Narnach's blog

The thoughts of Wes "Narnach" Oldenbeuving

A possible future for web-based communication

My recent post on the Kings of code side event got too long, so I extracted the following into its own blog post. It is a collection of thoughts on a possible presentation topic.

People like to communicate with each other. Centuries ago we wrote letters and sent them with the merchants, hoping they would arive. The telegraph was a revolution: we could send a message faster, cheaper and with more certainty of delivery. The telephone was even more revolutionary: direct communication over a long distance.

In the age of the internet, change happens even faster. E-mail has been around for “ages”, just like various forms of chat services have come and gone.

Broadcasting has gone through a similar change. It started with spoken announcements; proclamations from the king. At some point there were pamphlets and posters. Books can be seen as a way to broadcast a message. Newspapers are a periodic form of broadcast. Radio enabled long-distance audio broadcasting without the cost of creating a physical carrier for the message. Television added moving images to radio.

Now we have the internet, where we go through similar stages.

Static, web 1.0, websites are pamplets re-invented. Old concepts in an electronic shape. Ebooks are electronic books. Newspapers try to put their content on their own websites, updating them daily to bring their news to the masses.
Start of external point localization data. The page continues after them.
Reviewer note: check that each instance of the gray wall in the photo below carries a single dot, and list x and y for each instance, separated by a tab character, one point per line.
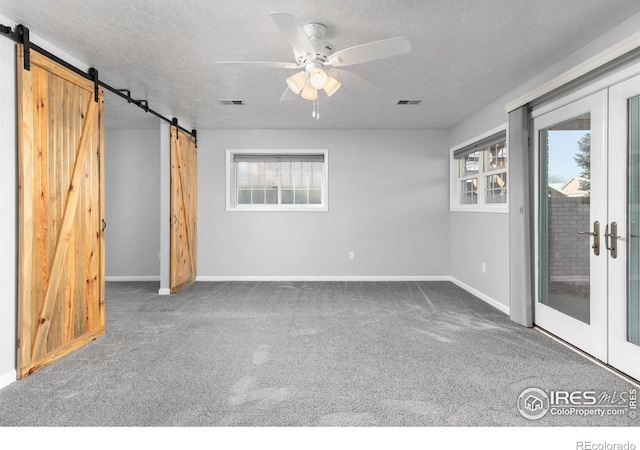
388	202
8	230
466	253
132	196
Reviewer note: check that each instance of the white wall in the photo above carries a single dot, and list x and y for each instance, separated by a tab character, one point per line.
388	202
490	237
132	210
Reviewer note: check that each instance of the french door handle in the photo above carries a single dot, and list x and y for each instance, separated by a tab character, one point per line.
613	248
596	237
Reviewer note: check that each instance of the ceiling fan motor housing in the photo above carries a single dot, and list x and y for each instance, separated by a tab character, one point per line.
316	33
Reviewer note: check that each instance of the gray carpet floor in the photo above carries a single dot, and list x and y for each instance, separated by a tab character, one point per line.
304	354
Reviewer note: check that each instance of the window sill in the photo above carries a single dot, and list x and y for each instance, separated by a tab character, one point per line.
493	209
277	208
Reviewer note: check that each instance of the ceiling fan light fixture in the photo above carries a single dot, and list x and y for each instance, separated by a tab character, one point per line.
297	82
318	78
332	86
309	93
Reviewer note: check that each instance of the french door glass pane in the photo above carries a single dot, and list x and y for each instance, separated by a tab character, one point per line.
633	225
564	211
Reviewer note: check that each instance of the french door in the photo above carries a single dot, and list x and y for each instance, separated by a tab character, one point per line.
588	224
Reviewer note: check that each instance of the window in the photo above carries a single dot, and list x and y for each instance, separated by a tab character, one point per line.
277	180
479	174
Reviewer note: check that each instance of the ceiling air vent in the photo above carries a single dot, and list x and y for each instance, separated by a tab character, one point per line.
230	102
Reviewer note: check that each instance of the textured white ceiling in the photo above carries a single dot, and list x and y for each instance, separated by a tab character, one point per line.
465	54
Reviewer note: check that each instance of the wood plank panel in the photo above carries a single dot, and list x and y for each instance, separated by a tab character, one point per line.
61	206
183	210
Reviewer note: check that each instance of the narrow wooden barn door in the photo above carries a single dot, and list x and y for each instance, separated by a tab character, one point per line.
61	210
183	210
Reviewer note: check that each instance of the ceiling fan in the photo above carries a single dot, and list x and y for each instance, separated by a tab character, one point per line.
318	64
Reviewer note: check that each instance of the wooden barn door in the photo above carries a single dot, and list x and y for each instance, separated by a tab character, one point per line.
183	210
61	210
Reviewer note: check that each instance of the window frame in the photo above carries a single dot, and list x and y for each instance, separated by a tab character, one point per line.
455	179
231	188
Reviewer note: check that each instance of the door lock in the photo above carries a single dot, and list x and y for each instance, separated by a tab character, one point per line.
596	237
613	248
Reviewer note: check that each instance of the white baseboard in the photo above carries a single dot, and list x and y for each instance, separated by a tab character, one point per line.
7	378
485	298
324	278
133	278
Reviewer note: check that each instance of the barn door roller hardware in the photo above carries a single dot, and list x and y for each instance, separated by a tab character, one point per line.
141	103
21	36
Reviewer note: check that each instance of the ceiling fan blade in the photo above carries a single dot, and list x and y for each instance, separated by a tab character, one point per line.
370	52
288	95
293	33
355	82
260	64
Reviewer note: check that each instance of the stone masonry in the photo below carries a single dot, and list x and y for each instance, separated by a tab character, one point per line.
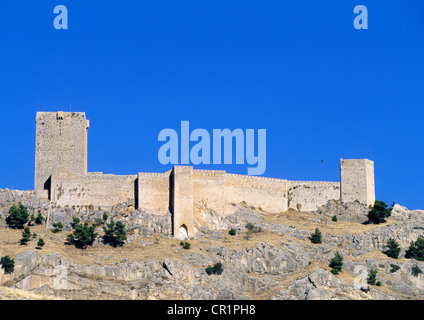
61	170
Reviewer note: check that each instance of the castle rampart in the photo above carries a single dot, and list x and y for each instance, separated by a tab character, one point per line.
61	170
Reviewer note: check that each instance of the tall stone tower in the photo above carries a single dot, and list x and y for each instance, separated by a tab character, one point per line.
61	144
357	181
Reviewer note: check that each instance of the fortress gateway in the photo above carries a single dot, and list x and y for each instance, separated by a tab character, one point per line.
61	170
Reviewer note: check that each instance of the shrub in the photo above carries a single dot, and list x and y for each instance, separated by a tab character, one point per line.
98	221
7	264
185	245
379	212
216	269
31	219
17	216
40	243
250	226
316	237
372	277
336	263
75	221
57	227
415	270
26	236
248	235
393	249
82	236
39	219
394	268
416	249
115	233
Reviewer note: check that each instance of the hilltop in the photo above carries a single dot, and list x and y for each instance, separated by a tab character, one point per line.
275	261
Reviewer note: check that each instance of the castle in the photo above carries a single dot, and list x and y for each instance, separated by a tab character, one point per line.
61	172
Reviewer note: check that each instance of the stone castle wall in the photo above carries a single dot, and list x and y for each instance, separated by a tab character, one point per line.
357	180
309	195
61	169
209	190
61	143
266	193
153	192
92	190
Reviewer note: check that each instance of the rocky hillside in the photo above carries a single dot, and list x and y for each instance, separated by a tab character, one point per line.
274	261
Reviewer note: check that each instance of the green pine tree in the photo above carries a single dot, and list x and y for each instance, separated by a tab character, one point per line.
379	212
7	264
40	243
18	216
26	236
336	263
416	249
115	233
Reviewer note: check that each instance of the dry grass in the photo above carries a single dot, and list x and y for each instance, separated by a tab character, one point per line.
17	294
160	248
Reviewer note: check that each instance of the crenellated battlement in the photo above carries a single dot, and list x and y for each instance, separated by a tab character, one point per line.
61	173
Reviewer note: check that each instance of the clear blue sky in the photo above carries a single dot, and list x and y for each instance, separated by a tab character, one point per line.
299	69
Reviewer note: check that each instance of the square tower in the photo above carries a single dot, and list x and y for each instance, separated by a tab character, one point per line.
61	144
357	181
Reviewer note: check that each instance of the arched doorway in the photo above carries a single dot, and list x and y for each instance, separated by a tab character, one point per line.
183	232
E-mail newsletters just scream “newspaper” to me. Radio can be found as streaming audio.

As we have become more familiar with the internet and with an increased access through broadband, cable and fiber, we have started to innovate with the new medium. RSS changed the direction of broadcast from push to pull. youTube may have started as a way to share existing videos, but it has since grown to a place where anyone can make themselves heard. That is many to many communication.

The internet made interactivity a lot easier than in the off-line world. Web forums and UseNet allow groups of users to interact with each other through written messages. Blogs allow everyone to have their own newspaper column. Instead of an opinions page in the newspaper that is the internet, every writer gets their own column and they all respond and refer to each other’s writing.

Twitter is the latest thing. It is a hybrid between instant messaging, e-mail and RSS feeds. People say it does not scale, yet the Twitter engineers keep making it better and more and more people are able to use it. Is there a limit to which it can scale? Is its centralized server model not going to be an important limitation on both scale and freedom later on? When there are six billion people using one and the same service, relying on it for an important part of their daily communications, how much can you trust on one company to take care of it?

Would it not be better to turn it into a distributed service? It has sucessfully scaled e-mail, Jabber/XMPP, the telephone network and internet itself. E-mail, as a world-wide service, has never gone down, even if individual servers might go down from time to time.

Traditional media has its problems. Paper flyers, mail-delivered advertising and commercials on the radio and television are a few examples. The relatively high price of print media or traditional broadcasting limits the amount of these forms of advertising. This makes it somewhat bearable. In contrast, spam via e-mail, blog comments, web forum posts and instant messages have no such limitations. It’s virtually free to broadcast your message to a million people, so it happens a lot and people really don’t like it.

E-mail spam can happen because there is a near-zero cost or risk for the sender. The same goes for other on-line communication. It can be interesting to consider the friend-of-a-friend model, such as is seen on Linked In and other social networks?

To send a message to someone, the whole connection chain between sender and receiver must be known, no matter how long it is. If someone spams, it means there is a chain of real people connecting them to you. This means the sender is traceable instead of anonymous. If you flag a message as spam, the whole chain is notified that they were part of a spam chain. This means people can choose to ban the spammer from using them as a connection in sending a message. It also means you can identify people who act as a gateway for spammers to send messages to other people.

The nice thing about treating communication as a social network activity is that it makes people more aware that they are dealing with people. By taking anonymity out of the equation, it lowers the tendency of people to act like a Total Fuckwad when they think nobody is watching them.